The rationale behind cognitive training is that cognitive functions are malleable to a certain extent as a consequence of brain plasticity (Klingberg, 2010; Valkanova et al., 2014) and can therefore be improved if challenged appropriately. Neuroimaging studies have supported this view on several occasions. For example, a study investigating brain changes after a cognitive training programme (Chapman et al., 2015) found an increase of cerebral blood flow and greater connectivity in the executive network during resting-state. In another study investigating the effects of cognitive training in older adults using resting-state fMRI analyses (Cao et al., 2016), it was observed that, after training, participants who underwent a cognitive training programme showed better functional connectivity in the default mode network, salience network, and central executive network when compared with a control group who did not undergo the training programme. In a meta-analysis investigating neural changes after CCT, Li and others (2022) found increased activation in the left inferior frontal gyrus, an area commonly related to language and executive functions (Costafreda et al., 2006; Swick et al., 2008).

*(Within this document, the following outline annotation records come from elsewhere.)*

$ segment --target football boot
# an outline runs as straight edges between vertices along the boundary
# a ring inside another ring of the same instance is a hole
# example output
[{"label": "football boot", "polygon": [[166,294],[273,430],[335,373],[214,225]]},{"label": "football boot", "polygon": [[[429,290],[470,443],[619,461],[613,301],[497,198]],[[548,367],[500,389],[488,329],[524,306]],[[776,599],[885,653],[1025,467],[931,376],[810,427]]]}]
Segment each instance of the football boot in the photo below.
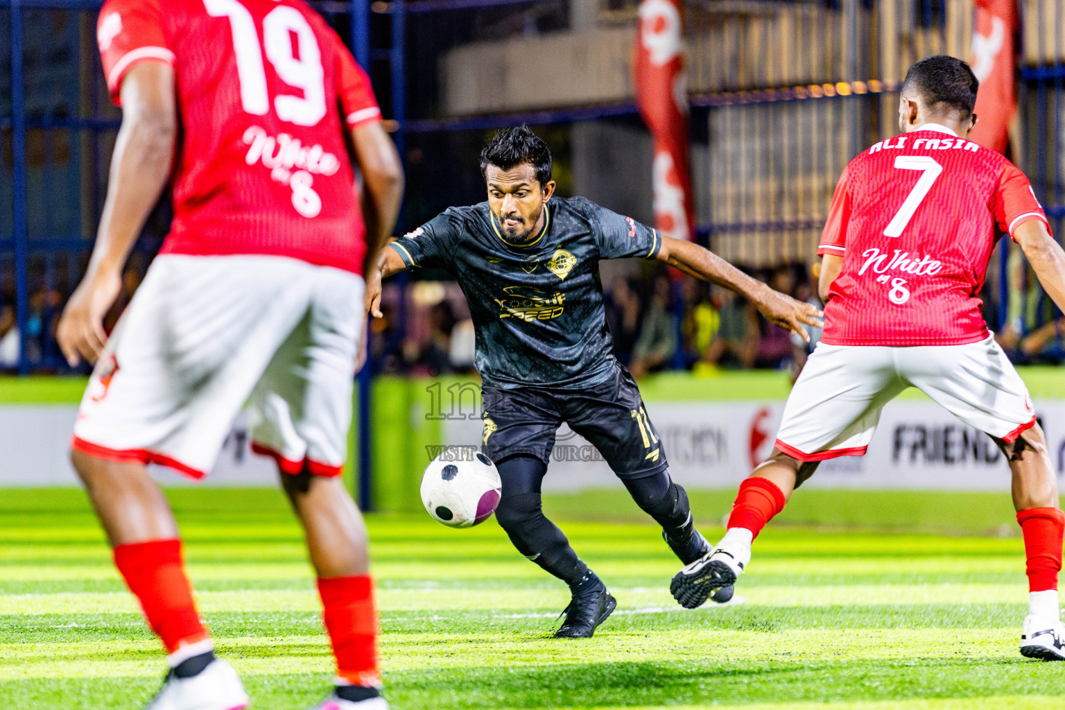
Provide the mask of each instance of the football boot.
[{"label": "football boot", "polygon": [[248,694],[236,671],[226,661],[215,659],[191,678],[179,678],[170,671],[144,710],[243,710],[246,707]]},{"label": "football boot", "polygon": [[1065,625],[1056,618],[1029,614],[1020,627],[1020,655],[1044,661],[1065,661]]},{"label": "football boot", "polygon": [[311,710],[389,710],[389,703],[380,695],[362,700],[345,700],[338,697],[337,693],[331,693]]},{"label": "football boot", "polygon": [[562,610],[566,621],[555,631],[556,639],[588,639],[595,633],[595,628],[613,613],[618,601],[606,591],[606,585],[596,580],[589,590],[581,590],[570,599],[570,605]]},{"label": "football boot", "polygon": [[732,598],[732,585],[750,561],[750,547],[717,547],[676,573],[669,591],[685,609],[701,607],[711,594],[715,601],[724,604]]}]

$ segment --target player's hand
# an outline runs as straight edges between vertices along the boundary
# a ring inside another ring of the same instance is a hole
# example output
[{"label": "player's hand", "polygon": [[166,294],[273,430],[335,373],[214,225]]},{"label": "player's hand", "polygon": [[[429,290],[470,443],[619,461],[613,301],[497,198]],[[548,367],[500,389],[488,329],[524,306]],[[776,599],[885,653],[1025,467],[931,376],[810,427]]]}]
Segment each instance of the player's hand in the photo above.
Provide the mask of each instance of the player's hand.
[{"label": "player's hand", "polygon": [[96,363],[108,343],[103,317],[111,310],[122,287],[117,271],[87,276],[70,295],[55,330],[63,357],[71,367],[82,360]]},{"label": "player's hand", "polygon": [[809,334],[803,328],[804,325],[816,328],[824,325],[819,320],[824,313],[817,307],[796,300],[769,286],[766,286],[760,298],[755,301],[755,306],[767,320],[781,328],[787,328],[805,343],[809,343]]},{"label": "player's hand", "polygon": [[362,309],[375,318],[383,318],[381,313],[381,270],[371,266],[366,271],[366,292],[362,297]]}]

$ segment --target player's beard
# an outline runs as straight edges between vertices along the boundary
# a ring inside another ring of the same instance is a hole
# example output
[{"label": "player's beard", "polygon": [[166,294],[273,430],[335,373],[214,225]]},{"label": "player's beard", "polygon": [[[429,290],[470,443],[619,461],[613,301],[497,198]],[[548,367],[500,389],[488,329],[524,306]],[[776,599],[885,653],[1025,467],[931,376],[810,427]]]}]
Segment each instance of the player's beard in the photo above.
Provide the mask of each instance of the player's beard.
[{"label": "player's beard", "polygon": [[[540,214],[542,213],[543,210],[541,209],[540,213],[532,215],[528,220],[517,213],[499,215],[499,229],[503,230],[503,236],[511,244],[528,244],[535,238],[532,232],[536,229],[537,222],[540,221]],[[506,226],[506,220],[508,218],[520,220],[519,226],[508,228]]]}]

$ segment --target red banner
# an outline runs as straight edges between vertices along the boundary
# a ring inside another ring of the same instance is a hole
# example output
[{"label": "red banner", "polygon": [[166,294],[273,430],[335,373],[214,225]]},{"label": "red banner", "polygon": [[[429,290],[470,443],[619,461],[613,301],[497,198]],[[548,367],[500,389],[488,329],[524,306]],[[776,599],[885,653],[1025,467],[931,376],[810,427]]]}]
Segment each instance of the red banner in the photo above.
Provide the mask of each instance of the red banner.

Clinical populations often exhibit unique characteristics that set them apart from healthy populations or even from other clinical conditions. For instance, attentional problems have been noted in individuals with ADHD (Slobodin et al., 2018) as well as in those with anxiety and depression (Armstrong & Olatunji, 2012). However, the nature of these attentional issues varies between clinical groups, suggesting that their specific rehabilitation needs are not identical. Consequently, a training programme effective for one population may not yield the same results for another group with differing characteristics. This further indicates that a programme designed to enhance cognitive functions in healthy adults may not be equally effective for addressing cognitive impairments in clinical populations. Thus, conclusions from studies focused on healthy individuals may not necessarily be applicable to clinical groups, leading to the development of two somewhat separate fields of research. The current review will concentrate solely on the impact of CCT on cognitive improvement in healthy adults.

Working memory

Arguably, the cognitive function that has received the most attention in CCT is working memory (WM). WM is a complex cognitive system consisting of storage (short-term memory) and executive components that are responsible for maintaining and processing information (Baddeley, 2012). Studies have identified specific executive functions (EF) that regulate our thoughts and behaviour (Jewsbury et al., 2016; Miyake et al., 2000). Some of these include our capacity to inhibit prepotent or impulsive responses, switching attention between mental sets, and processing speed.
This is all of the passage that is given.